La manifestazione vedrà la partecipazione di decine di imbarcazioni che solcheranno le acque del golfo in una giornata dedicata non solo alla competizione sportiva, ma soprattutto alla solidarietà e al sostegno della ricerca oncologica portata avanti dall’Istituto dei Tumori Pascale di Napoli.
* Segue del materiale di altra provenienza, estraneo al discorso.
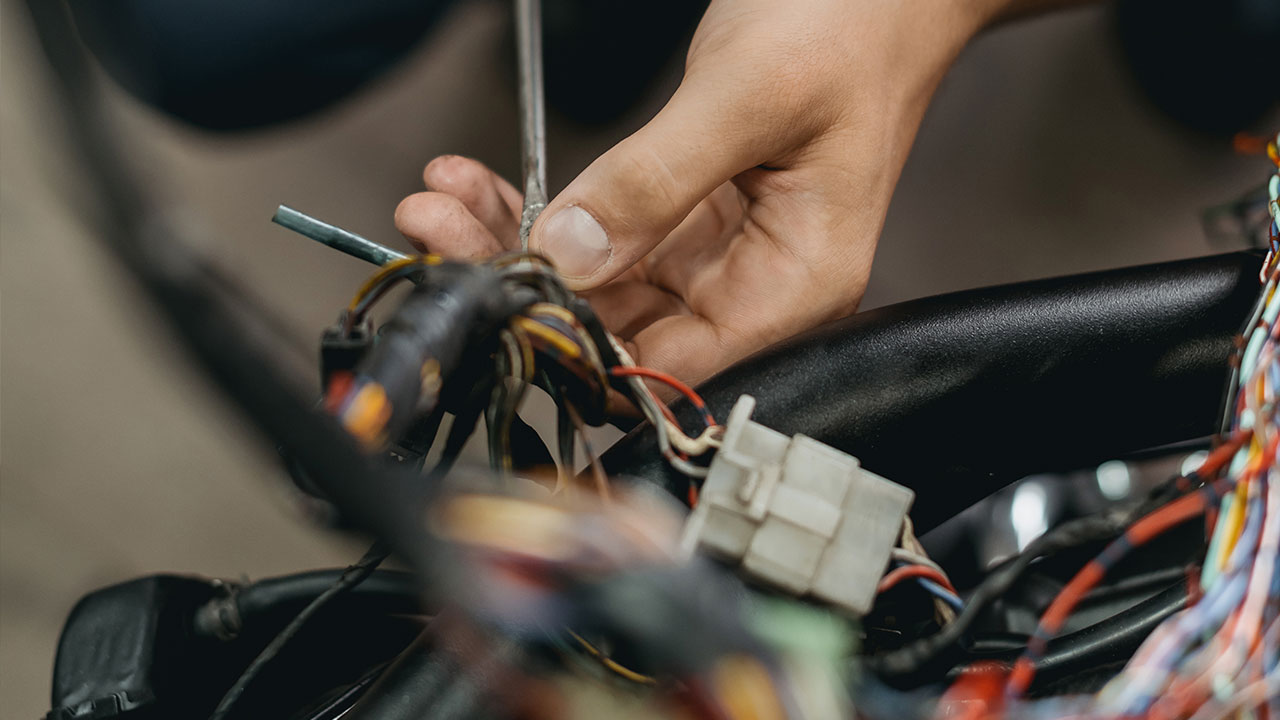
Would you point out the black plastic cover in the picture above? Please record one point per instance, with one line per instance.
(959, 395)
(120, 647)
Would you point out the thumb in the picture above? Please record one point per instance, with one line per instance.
(634, 195)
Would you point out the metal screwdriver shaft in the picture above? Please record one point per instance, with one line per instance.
(533, 136)
(336, 237)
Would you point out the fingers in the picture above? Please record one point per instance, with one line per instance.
(469, 213)
(634, 195)
(489, 197)
(435, 222)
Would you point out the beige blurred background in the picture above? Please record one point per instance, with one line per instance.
(1038, 158)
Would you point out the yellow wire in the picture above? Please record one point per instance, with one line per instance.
(561, 342)
(387, 270)
(616, 668)
(1234, 524)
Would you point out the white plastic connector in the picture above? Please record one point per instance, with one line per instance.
(796, 514)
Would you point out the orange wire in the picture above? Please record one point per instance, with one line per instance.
(908, 572)
(624, 370)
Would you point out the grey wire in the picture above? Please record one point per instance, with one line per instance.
(336, 237)
(533, 126)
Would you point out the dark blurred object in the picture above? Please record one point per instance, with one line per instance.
(149, 648)
(126, 646)
(236, 65)
(600, 55)
(233, 64)
(1210, 64)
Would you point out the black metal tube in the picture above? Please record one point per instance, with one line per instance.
(955, 396)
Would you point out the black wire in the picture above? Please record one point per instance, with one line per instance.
(350, 578)
(1106, 641)
(928, 654)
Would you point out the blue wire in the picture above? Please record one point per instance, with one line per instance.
(940, 592)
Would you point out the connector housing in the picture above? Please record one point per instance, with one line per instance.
(796, 514)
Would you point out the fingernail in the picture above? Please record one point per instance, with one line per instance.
(575, 242)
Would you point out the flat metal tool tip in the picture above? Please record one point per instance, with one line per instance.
(336, 237)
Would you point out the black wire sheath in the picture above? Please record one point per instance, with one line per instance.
(393, 592)
(1104, 643)
(350, 578)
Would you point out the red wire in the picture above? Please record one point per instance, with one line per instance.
(1146, 528)
(908, 572)
(622, 370)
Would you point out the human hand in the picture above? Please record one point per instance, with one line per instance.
(749, 208)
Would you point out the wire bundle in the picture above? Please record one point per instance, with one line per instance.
(1220, 656)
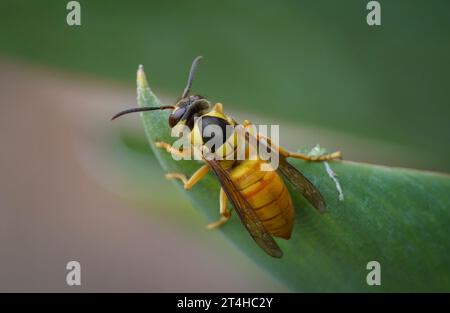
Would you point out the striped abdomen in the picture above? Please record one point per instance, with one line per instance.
(267, 194)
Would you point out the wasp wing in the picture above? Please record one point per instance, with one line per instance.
(245, 212)
(302, 184)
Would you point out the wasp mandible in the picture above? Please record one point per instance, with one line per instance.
(260, 198)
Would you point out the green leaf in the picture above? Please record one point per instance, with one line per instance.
(398, 217)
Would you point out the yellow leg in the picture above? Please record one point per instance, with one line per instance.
(224, 213)
(195, 178)
(172, 150)
(325, 157)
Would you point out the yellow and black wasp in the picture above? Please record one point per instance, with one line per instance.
(260, 198)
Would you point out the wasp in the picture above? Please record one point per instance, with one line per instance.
(260, 198)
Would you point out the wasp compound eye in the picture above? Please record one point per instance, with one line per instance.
(175, 116)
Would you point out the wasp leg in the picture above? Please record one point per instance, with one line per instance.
(314, 158)
(225, 214)
(172, 150)
(195, 178)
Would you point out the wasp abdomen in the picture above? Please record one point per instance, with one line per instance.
(267, 194)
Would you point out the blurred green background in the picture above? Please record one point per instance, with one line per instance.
(379, 93)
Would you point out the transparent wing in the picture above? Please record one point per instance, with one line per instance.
(302, 184)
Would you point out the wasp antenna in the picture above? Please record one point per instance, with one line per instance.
(191, 76)
(133, 110)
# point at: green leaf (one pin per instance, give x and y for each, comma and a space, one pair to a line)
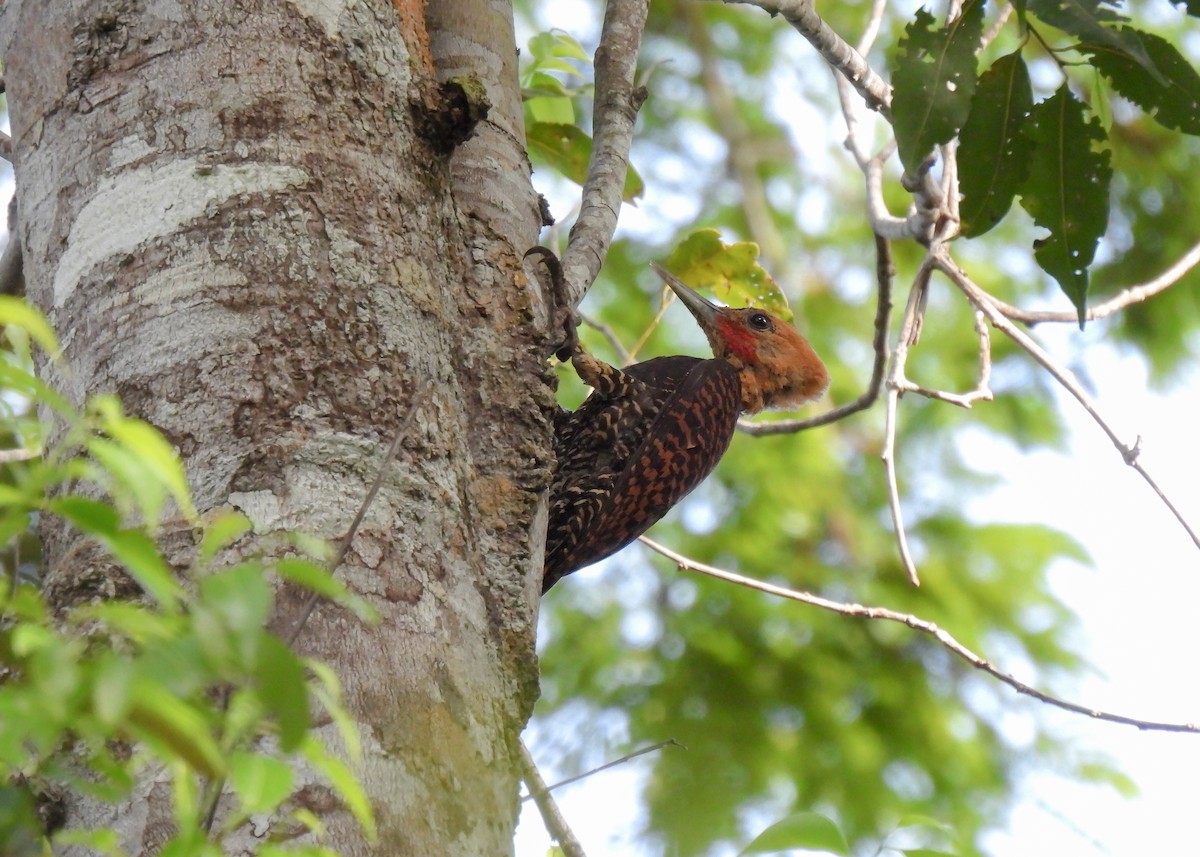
345, 784
557, 43
16, 311
993, 151
156, 454
1067, 192
280, 678
934, 81
808, 831
1087, 21
118, 463
239, 595
112, 689
730, 270
262, 783
1173, 97
173, 729
567, 150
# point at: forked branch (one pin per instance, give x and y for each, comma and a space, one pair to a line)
929, 628
617, 101
1066, 378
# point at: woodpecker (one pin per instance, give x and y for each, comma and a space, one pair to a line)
651, 432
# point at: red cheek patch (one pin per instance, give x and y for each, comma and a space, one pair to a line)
737, 339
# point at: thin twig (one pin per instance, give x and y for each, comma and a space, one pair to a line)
414, 405
609, 334
924, 627
802, 15
1066, 378
616, 105
556, 825
873, 27
982, 393
743, 147
883, 273
895, 383
667, 300
996, 27
1134, 294
615, 762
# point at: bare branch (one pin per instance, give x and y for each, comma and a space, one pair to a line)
1134, 294
924, 627
556, 825
802, 15
744, 151
615, 762
897, 381
982, 393
883, 274
617, 102
1065, 377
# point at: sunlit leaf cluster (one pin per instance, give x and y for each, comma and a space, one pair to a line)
1053, 154
179, 673
785, 709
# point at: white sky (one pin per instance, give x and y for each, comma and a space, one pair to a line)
1135, 603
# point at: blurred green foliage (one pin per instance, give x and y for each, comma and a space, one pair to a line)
185, 677
786, 708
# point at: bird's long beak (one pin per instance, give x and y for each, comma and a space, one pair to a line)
701, 309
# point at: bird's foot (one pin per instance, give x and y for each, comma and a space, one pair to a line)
565, 318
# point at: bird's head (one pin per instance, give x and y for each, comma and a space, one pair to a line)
777, 365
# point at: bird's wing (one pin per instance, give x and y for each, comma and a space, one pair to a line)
675, 449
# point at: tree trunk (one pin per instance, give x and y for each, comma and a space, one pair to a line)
252, 222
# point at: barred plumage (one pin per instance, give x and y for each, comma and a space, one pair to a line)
649, 433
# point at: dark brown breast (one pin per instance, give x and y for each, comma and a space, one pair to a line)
627, 457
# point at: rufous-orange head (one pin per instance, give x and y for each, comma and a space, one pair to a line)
778, 366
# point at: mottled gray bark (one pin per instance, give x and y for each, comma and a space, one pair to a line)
247, 219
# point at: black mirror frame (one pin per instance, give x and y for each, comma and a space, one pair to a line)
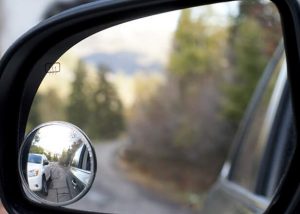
23, 67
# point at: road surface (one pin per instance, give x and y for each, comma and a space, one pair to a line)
112, 192
58, 190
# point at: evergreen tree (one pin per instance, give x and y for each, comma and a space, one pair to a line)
34, 118
77, 109
252, 43
106, 109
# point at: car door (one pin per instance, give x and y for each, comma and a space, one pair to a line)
264, 143
22, 69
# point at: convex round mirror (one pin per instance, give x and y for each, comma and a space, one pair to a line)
57, 164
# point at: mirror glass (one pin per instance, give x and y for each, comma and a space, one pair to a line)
162, 98
57, 163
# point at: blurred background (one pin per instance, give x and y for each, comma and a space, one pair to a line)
160, 97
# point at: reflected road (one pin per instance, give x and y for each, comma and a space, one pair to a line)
112, 191
58, 189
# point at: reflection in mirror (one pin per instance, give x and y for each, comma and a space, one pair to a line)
162, 98
57, 163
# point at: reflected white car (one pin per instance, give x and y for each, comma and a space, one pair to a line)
38, 172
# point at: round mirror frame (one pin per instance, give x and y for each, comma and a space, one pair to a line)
33, 196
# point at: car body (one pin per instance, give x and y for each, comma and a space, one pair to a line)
38, 172
267, 132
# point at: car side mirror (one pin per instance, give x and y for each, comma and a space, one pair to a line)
46, 163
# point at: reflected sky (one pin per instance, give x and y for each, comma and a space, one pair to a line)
55, 138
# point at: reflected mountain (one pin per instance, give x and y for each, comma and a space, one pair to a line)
128, 62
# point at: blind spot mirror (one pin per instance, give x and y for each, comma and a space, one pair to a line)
57, 164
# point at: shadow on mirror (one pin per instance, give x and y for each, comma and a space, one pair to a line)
57, 163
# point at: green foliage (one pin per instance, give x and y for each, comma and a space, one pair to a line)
78, 109
252, 44
197, 46
34, 116
106, 109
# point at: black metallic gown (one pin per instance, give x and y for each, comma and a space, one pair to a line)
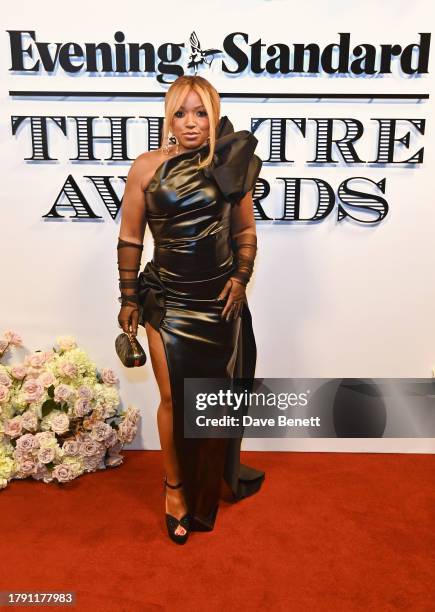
188, 212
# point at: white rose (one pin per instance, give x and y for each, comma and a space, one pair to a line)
66, 342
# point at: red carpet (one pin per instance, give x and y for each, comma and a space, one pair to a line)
326, 532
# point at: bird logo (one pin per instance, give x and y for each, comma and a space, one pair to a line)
199, 56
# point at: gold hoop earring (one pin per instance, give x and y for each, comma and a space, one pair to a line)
171, 140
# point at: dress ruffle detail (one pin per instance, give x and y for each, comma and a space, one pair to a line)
151, 292
235, 167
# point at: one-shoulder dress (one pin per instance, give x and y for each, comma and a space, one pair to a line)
188, 212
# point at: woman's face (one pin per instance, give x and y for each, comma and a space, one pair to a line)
190, 123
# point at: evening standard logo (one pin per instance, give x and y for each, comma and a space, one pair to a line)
238, 53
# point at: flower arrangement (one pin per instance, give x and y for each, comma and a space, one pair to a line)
59, 416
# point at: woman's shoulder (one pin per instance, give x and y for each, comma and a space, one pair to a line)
146, 164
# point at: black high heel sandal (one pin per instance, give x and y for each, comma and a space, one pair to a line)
172, 522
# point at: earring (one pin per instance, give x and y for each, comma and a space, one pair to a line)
170, 141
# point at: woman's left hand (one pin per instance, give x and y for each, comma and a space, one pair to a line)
236, 295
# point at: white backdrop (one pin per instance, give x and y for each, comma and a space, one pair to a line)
328, 299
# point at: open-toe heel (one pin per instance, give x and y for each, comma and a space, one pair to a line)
172, 523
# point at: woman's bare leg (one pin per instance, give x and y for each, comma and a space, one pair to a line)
175, 503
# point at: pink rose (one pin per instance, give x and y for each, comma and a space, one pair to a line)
46, 379
82, 407
59, 423
89, 447
100, 431
70, 447
109, 377
111, 439
68, 369
13, 427
85, 392
63, 472
46, 455
26, 466
13, 338
33, 390
27, 443
62, 393
4, 394
29, 420
36, 360
19, 371
44, 437
5, 379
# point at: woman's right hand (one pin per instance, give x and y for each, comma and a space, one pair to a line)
128, 318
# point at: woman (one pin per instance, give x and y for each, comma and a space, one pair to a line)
196, 195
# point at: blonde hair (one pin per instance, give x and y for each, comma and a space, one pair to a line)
209, 97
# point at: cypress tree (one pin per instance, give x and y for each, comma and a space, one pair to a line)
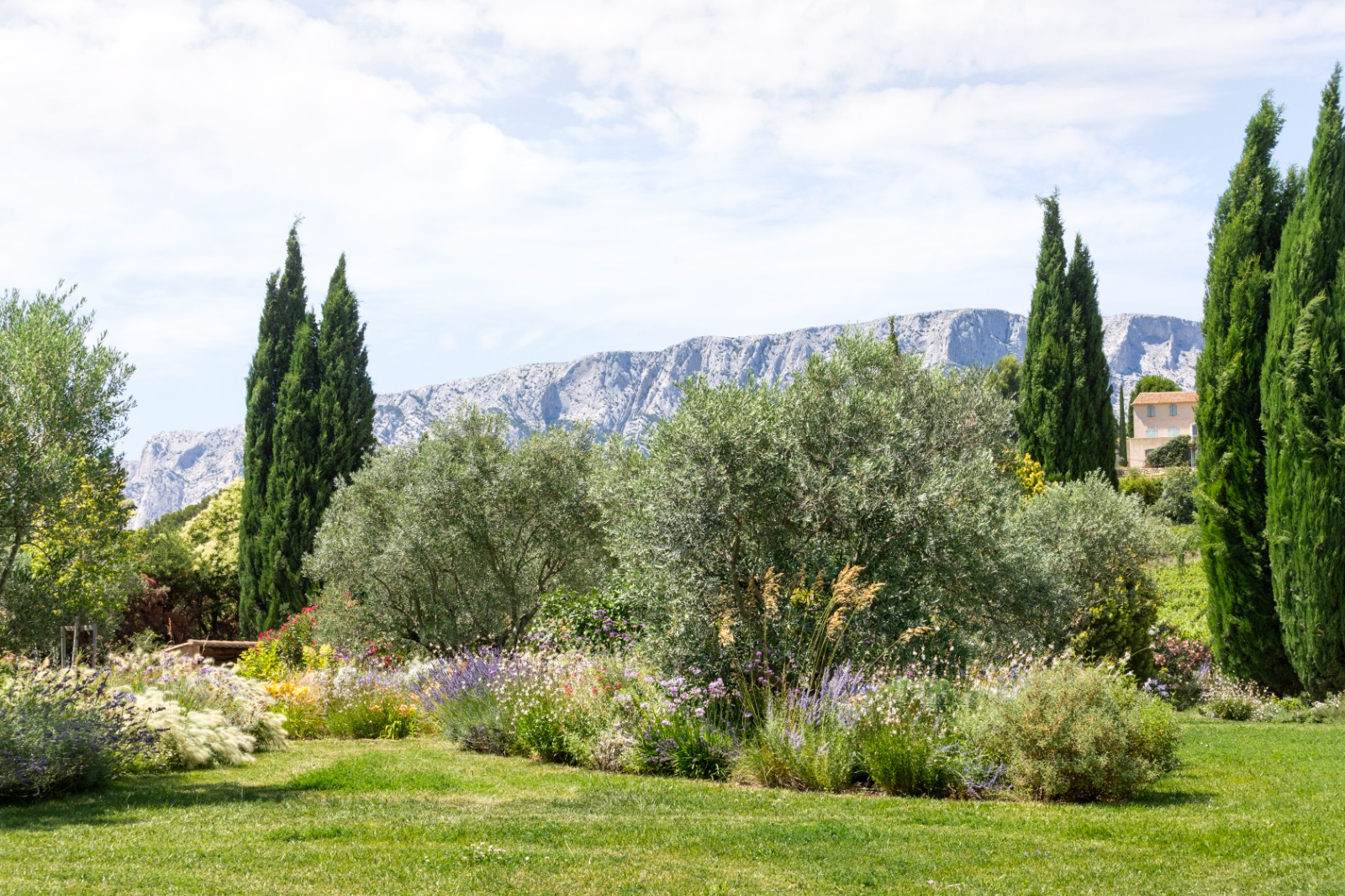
1302, 396
1149, 382
1094, 430
1243, 244
293, 512
282, 313
1122, 455
1047, 381
1064, 412
346, 396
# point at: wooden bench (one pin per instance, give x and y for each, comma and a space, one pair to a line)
219, 651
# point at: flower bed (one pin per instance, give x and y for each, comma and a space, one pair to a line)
898, 734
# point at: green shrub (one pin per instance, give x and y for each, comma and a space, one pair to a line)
593, 622
1179, 497
1147, 488
1079, 734
1183, 598
1118, 625
1174, 452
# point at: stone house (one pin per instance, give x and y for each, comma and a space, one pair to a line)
1160, 416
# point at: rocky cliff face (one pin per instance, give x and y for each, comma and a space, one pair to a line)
181, 467
625, 392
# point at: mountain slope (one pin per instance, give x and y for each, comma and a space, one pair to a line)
625, 392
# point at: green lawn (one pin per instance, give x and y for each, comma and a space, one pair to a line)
1258, 809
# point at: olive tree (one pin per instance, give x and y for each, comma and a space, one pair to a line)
454, 541
62, 519
867, 459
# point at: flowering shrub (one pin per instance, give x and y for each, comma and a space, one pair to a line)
683, 744
282, 650
1062, 732
65, 730
1180, 665
809, 741
462, 696
370, 703
1079, 734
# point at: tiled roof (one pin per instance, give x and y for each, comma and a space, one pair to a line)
1165, 398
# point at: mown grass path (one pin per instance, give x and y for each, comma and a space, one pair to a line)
1258, 809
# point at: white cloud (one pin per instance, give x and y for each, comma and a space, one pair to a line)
529, 179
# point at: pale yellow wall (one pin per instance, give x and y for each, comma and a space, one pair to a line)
1163, 421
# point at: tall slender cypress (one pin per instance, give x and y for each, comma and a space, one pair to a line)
1094, 430
345, 398
1064, 412
1122, 455
282, 315
1302, 396
1243, 244
1047, 381
293, 512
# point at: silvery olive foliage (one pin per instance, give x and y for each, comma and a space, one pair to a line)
865, 459
452, 541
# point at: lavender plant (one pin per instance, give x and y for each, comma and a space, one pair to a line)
65, 730
910, 743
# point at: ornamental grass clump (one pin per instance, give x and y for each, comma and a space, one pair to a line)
809, 741
208, 700
65, 730
1078, 734
1231, 700
908, 741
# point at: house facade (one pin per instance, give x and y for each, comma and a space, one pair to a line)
1158, 417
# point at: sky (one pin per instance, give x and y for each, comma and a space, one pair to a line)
533, 181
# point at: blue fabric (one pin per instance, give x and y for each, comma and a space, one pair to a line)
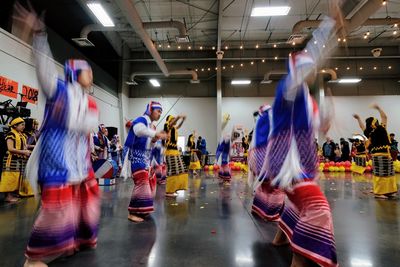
262, 129
138, 154
223, 151
52, 165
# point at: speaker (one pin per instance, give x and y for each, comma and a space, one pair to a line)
111, 132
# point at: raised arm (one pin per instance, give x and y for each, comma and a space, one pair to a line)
381, 113
360, 122
183, 118
45, 67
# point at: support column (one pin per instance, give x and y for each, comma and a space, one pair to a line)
219, 101
123, 93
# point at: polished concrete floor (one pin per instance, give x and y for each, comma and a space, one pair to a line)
211, 225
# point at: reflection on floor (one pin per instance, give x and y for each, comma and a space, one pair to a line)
211, 226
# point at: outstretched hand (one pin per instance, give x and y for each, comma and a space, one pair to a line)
28, 19
375, 106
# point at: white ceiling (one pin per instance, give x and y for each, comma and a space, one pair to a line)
238, 27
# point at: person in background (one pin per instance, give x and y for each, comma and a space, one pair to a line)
116, 150
394, 150
198, 143
141, 136
177, 174
378, 145
101, 142
60, 164
222, 156
15, 160
345, 149
194, 159
338, 153
32, 135
328, 149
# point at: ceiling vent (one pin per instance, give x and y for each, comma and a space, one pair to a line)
296, 38
182, 39
84, 42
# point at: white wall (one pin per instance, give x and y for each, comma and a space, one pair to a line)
201, 115
344, 125
241, 110
16, 63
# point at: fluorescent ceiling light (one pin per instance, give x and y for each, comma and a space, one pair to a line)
269, 11
155, 83
349, 80
101, 14
240, 82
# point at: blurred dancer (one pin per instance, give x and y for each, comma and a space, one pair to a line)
157, 162
222, 156
291, 157
69, 215
138, 144
268, 201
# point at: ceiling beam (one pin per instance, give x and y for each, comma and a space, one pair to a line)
195, 6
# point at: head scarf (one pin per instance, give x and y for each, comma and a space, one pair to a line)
370, 124
16, 121
73, 67
153, 105
101, 127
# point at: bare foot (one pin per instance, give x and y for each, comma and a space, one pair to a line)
11, 199
30, 263
280, 239
380, 196
135, 218
298, 261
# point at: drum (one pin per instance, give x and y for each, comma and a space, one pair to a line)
105, 168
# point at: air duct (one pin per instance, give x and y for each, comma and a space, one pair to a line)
131, 14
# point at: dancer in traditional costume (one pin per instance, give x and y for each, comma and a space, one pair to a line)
194, 159
360, 154
157, 162
139, 144
384, 179
60, 163
14, 163
101, 142
116, 150
291, 157
177, 174
268, 200
222, 156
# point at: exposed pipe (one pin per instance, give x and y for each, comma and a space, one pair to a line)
254, 58
195, 78
99, 28
167, 24
299, 26
131, 14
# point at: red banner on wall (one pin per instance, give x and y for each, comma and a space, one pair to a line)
8, 87
30, 95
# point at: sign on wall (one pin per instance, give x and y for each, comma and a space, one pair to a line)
30, 95
8, 87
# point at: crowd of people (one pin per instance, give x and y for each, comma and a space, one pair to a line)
282, 157
342, 151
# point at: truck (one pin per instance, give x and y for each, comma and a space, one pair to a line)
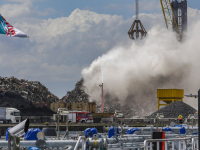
9, 115
76, 116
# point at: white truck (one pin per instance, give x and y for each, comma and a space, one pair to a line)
9, 115
74, 116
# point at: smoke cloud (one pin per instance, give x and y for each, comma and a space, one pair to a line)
133, 72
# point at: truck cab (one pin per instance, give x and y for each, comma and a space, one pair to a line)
12, 115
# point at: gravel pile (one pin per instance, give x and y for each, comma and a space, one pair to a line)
77, 94
10, 99
33, 91
174, 109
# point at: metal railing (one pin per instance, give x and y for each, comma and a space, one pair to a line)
195, 144
172, 144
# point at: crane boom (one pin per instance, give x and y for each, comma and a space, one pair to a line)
170, 20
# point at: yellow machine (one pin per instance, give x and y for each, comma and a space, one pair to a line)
168, 96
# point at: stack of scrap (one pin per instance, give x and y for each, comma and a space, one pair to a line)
77, 94
174, 109
33, 91
10, 99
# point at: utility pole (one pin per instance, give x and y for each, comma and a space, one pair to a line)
195, 96
101, 85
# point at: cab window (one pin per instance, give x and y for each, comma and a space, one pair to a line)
16, 113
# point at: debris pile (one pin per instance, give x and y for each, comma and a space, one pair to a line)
10, 99
33, 91
174, 109
77, 94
L’iniziativa si inserisce in un più ampio percorso di sensibilizzazione che lega il territorio partenopeo alle tematiche della salute e dell’innovazione scientifica, trasformando lo sport in un veicolo concreto di partecipazione civica e raccolta fondi.
La Velalonga, ormai appuntamento consolidato nel panorama velico napoletano, rappresenta un momento in cui la passione per il mare si intreccia con l’impegno sociale. Le imbarcazioni partecipanti non saranno soltanto protagoniste di una regata simbolica, ma anche ambasciatrici di un messaggio chiaro: sostenere la ricerca significa investire nel futuro della salute.
L’evento assume quest’anno un valore ancora più significativo, anche alla luce della crescente attenzione internazionale sul Golfo di Napoli, sempre più scenario di grandi eventi sportivi e culturali. In questo contesto, la Velalonga conferma la sua identità di manifestazione capace di unire comunità, associazioni e appassionati di vela attorno a un obiettivo comune.
Durante la giornata, il mare partenopeo diventerà così un grande spazio condiviso in cui sport e solidarietà si fondono, trasformando la competizione in un gesto concreto di vicinanza alla ricerca scientifica e ai pazienti oncologici.
Un evento che racconta Napoli attraverso il suo elemento più identitario, il mare, e che ribadisce come anche una regata possa diventare uno strumento di partecipazione, sensibilizzazione e sostegno alla scienza.